Hamilton residents may get say in what streets are repaired

Credit: Mike Rutledge

Credit: Mike Rutledge

As a volunteer citizens’ group works to persuade Hamilton residents to approve a 4.9-mill street-repair levy on the May 7 ballot, city officials are considering a resolution suggesting promises on how the levy money would be allocated.

Under the proposed resolution, which was to be considered at Wednesday’s City Council meeting, the following promises are suggested:

  • The city manager or his designee will establish a formula that will set forth funding allocations for each of Hamilton's 17 neighborhoods.
  • Each neighborhood will be empowered to hold public meetings of its residents to determine which streets "are the desired streets to receive priority funding if the street levy is successfully approved by voters," the resolution states.
  • Also, the city proposes the promise that the city council "further declares that street levy funds cannot be used immediately adjacent to the Spooky Nook at Champion Mill sports complex, and should be focused on residential streets," according to the resolution.
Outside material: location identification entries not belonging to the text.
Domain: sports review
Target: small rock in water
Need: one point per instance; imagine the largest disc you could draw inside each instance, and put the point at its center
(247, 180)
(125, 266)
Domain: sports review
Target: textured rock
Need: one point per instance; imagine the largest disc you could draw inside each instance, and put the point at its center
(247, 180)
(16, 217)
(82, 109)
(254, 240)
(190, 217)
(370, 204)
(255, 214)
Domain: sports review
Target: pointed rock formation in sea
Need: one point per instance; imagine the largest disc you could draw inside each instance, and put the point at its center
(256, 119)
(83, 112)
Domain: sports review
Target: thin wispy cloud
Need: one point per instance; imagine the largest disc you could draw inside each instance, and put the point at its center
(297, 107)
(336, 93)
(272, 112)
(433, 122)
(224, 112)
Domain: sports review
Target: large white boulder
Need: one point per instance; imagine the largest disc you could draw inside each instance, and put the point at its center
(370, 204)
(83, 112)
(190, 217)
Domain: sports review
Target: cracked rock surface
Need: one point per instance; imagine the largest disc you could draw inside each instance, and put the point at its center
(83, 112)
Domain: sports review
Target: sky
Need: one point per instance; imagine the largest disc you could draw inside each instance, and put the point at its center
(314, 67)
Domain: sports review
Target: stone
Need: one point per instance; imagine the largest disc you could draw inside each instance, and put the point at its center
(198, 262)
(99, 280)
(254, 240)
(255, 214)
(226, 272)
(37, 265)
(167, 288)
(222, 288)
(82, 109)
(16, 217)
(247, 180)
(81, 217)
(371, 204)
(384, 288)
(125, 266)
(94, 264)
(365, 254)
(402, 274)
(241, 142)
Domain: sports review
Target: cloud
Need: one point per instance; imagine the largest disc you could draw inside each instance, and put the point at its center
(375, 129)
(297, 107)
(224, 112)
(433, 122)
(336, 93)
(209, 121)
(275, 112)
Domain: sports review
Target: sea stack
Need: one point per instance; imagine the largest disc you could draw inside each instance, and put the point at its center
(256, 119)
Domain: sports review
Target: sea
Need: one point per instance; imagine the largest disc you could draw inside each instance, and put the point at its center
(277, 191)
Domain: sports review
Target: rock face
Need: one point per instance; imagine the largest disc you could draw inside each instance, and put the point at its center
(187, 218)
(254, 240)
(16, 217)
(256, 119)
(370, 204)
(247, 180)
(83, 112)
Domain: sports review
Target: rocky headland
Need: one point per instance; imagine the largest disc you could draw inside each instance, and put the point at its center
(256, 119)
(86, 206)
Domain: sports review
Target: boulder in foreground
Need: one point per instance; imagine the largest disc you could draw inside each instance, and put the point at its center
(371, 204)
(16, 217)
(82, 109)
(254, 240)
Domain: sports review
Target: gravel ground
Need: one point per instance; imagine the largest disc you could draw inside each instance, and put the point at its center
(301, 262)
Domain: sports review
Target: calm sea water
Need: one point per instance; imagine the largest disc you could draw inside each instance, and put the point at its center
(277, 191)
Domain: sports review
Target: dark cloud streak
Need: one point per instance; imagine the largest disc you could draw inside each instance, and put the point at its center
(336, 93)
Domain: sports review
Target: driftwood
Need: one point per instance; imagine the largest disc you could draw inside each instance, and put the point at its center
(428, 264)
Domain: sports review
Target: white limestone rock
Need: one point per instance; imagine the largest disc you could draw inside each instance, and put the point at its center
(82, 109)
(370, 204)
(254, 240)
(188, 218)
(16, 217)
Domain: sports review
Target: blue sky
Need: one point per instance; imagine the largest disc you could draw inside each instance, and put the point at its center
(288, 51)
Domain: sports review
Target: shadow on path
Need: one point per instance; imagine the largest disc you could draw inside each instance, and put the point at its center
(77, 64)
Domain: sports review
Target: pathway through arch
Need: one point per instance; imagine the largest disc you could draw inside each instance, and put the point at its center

City Manager Joshua Smith suggested the resolution after hearing some feedback about why some people might lean against the levy, which would generate nearly $3.9 million per year, allowing the city to maintain 5 additional miles of streets, while maintaining another 5 miles.

The levy would cost the owner of a $100,000 home about $171.50 per year.

The all-volunteer committee known as Citizens for Hamilton, which is working for the levy’s passage, has been hosting four meetings this week, the last two of them being from 6:30 to 730 p.m. Wednesday at Linden Elementary School, 801 Hoadley Ave.; and the same time Thursday at Garfield Middle School, 250 N. Fair Ave.

Hamilton resident Keith Harding said he opposes the levy, and the proposed promises will not sway him. He opposes a streets levy, he said, because of money Hamilton spends on other things, such as a ramp Hamilton built last year that linked the hiking/biking path along the shoreline of the Great Miami River with the RiversEdge amphitheater above it that cost $766,000.

Harding also cites last year’s decorative addition of Hamilton’s “Billy Yank” symbol, costing about $150,000, at the railroad overpass that Hamilton paid as part of a $1.9 million rehab of the bridge and nearby sidewalks, as well as money the city has given the non-profit CORE (Consortium for Ongoing Reinvestment Efforts) Fund, which has been transforming the business corridor along High Street downtown and Main Street across the river.

“But we can’t fix our roads without a tax increase?” he asked. Harding argues Hamilton should care for its streets and seek tax levies for such other expenses, which he said seem like extras.

Austin Keckler, a 30-year-old West Side resident, said he thinks the proposed promises are a good idea that should help the levy’s chances.

About direct input from neighborhoods about which of their streets receive funding, he said: “I like that.”

“There’s so many potholes on the streets,” Keckler said. “I drive those streets every day to go to work, and I think they definitely need to improve them somehow, and some way. And I definitely think the money should be used for that.”